For some time I have been worrying about Arezzo, the town in Tuscany near which we have a house and to which I therefore repair on every possible occasion. It is inexplicably rich, having, so I am told the highest per capita income of any Italian city. It is full of Mercedes cars and Range Rovers (La Range as they call it). Now I read that it is also the headquarters of a masonic lodge so grand and so powerful and so corrupt that its exposure has caused the downfall of the Italian government and a crisis 'without precedent' in the long and tedious history of Italian political crises. But I cannot help believing that even this crisis is not what it appears. There is nothing new about freemasonry in Italy. It has existed in Tuscany since 1733 and, following attempts by Mussolini to suppress it, it is known to have enjoyed a revival since the war, largely because of official American encouragement. There is nothing fundamentally surprising about the fact that, in common with some certified villains, a couple of cabinet ministers belong to the lodge in Arezzo, even though the Vatican recently reminded Catholics that freemasonry was incompatible with membership of the church. The Vatican does not approve of the Mafia either. Nor does it approve of abortion, which long before it became legal was practised in Italy on a massive scale. The Italian press is pretending, I suspect, to be shocked about the exposure of something which it has always known to exist, rather as if the newspapers in England suddenly revealed with horror the existence of the House of Lords.

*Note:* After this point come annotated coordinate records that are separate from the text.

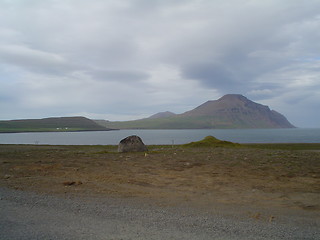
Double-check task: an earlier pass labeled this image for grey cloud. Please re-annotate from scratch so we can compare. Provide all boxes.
[0,0,320,126]
[0,45,75,74]
[87,70,150,82]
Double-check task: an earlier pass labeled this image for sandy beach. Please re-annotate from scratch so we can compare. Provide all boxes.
[0,145,320,239]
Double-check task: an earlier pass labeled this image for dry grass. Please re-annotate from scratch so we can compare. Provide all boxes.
[0,145,320,210]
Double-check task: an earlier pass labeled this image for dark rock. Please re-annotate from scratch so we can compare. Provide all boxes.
[118,135,148,152]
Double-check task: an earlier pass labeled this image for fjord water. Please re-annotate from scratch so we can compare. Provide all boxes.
[0,128,320,145]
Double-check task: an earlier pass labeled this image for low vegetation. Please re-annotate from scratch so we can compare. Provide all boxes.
[0,142,320,211]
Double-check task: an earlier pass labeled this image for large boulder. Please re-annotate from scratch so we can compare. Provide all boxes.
[118,135,148,152]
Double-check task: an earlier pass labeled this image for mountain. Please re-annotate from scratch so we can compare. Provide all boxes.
[97,94,294,129]
[149,111,176,119]
[0,117,111,132]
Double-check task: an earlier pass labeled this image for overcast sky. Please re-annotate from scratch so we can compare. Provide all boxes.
[0,0,320,127]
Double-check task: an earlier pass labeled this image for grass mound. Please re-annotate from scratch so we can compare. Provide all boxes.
[182,136,240,147]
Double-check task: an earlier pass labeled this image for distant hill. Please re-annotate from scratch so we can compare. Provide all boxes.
[96,94,294,129]
[149,111,177,119]
[0,117,110,133]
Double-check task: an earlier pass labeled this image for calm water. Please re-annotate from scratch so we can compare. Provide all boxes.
[0,128,320,145]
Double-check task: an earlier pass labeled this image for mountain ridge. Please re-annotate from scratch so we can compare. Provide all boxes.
[97,94,295,129]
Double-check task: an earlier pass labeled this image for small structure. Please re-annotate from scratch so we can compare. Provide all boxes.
[118,135,148,152]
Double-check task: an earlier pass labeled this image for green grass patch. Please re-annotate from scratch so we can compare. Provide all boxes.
[182,136,241,147]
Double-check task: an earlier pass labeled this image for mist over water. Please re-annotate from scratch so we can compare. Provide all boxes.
[0,128,320,145]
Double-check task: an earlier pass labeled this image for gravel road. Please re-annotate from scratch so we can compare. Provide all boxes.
[0,188,320,240]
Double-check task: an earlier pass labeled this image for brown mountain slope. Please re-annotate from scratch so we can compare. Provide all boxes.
[181,94,294,128]
[95,94,294,129]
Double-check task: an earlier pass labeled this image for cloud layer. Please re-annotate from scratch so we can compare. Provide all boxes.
[0,0,320,127]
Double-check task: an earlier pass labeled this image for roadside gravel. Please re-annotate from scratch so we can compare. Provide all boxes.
[0,188,320,240]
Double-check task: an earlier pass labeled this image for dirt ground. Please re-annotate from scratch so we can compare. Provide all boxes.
[0,145,320,211]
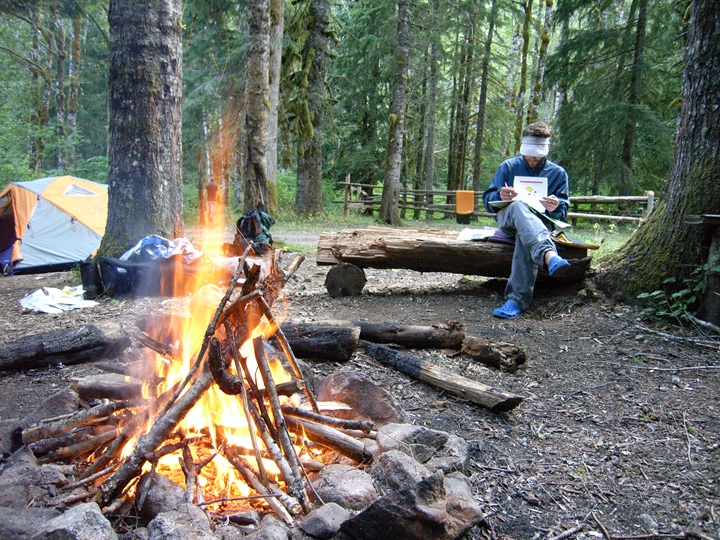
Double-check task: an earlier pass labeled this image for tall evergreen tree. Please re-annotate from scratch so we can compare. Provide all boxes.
[600,0,720,314]
[243,0,270,211]
[380,0,412,223]
[295,0,330,214]
[100,0,183,255]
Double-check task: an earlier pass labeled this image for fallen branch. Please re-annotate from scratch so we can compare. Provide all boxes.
[285,416,372,463]
[364,343,523,412]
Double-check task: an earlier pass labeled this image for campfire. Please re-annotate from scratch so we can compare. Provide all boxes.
[22,246,360,524]
[4,226,524,539]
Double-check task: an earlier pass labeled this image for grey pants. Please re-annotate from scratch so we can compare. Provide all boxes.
[495,201,555,311]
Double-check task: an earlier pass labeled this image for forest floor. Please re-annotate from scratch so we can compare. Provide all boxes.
[0,229,720,540]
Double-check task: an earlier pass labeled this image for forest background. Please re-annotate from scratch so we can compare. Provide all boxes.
[0,0,689,223]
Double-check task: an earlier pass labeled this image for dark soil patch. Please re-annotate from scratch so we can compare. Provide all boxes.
[0,250,720,540]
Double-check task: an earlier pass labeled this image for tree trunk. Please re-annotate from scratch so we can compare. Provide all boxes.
[243,0,270,211]
[618,0,647,195]
[515,0,533,154]
[267,0,285,215]
[100,0,183,255]
[424,0,440,219]
[599,0,720,306]
[472,0,499,191]
[52,5,67,171]
[29,9,50,172]
[380,0,412,223]
[295,0,330,214]
[65,10,83,166]
[527,0,552,124]
[447,19,475,193]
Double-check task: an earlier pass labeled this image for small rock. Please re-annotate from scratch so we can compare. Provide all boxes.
[138,473,185,523]
[638,514,660,533]
[20,387,80,428]
[377,424,450,463]
[148,503,218,540]
[32,502,117,540]
[299,502,350,539]
[312,464,378,510]
[0,507,60,540]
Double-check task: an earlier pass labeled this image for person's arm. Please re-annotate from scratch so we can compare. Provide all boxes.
[545,167,570,221]
[483,162,513,214]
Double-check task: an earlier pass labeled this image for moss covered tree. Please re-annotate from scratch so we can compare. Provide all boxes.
[100,0,183,255]
[599,0,720,312]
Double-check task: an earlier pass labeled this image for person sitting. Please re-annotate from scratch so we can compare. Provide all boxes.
[483,122,570,319]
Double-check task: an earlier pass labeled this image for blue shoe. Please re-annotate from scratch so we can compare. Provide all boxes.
[548,255,570,277]
[493,300,522,319]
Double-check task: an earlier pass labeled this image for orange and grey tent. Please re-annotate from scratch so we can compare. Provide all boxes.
[0,176,108,274]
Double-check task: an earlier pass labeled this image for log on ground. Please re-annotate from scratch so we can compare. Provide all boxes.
[354,321,465,349]
[316,227,592,282]
[0,321,131,371]
[364,343,523,412]
[280,321,360,362]
[461,336,526,373]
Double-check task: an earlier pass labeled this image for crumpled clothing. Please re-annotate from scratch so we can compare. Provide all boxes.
[20,285,98,314]
[120,234,203,264]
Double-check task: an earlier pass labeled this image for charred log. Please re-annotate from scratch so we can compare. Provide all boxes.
[365,343,523,412]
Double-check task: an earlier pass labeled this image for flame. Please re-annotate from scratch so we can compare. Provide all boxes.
[123,212,291,510]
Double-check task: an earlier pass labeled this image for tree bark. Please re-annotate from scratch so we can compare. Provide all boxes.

Ever since I learnt that we had seven subscribers among the passport officers at Kennedy Airport, New York, I have been interested in what advertisers would call the Spectator's 'readership profile'. Recently I got a letter from a friend who described watching 'a wrinkled old negro with fuzzy white hair' pushing a dust-cart along Porchester Terrace in Bayswater. 'When he emptied a bin into his cart, he picked out each object between thumb and forefinger, little finger raised in the most fastidious way imaginable. After apple cores, old SevenUp cans and assorted snotty Kleenex, he extracted from the depths of the bin a soggy Spectator, leant with obvious relief against the railings, and read it from cover to cover'. In case this story may not impress potential advertisers, let me report the contents of a notice to be found in Brooks's Club, St. James's Street. The managers note with regret that certain periodicals are being removed from the club, especially Spectator, Private Eye. Would the member responsible kindly desist from so doing'.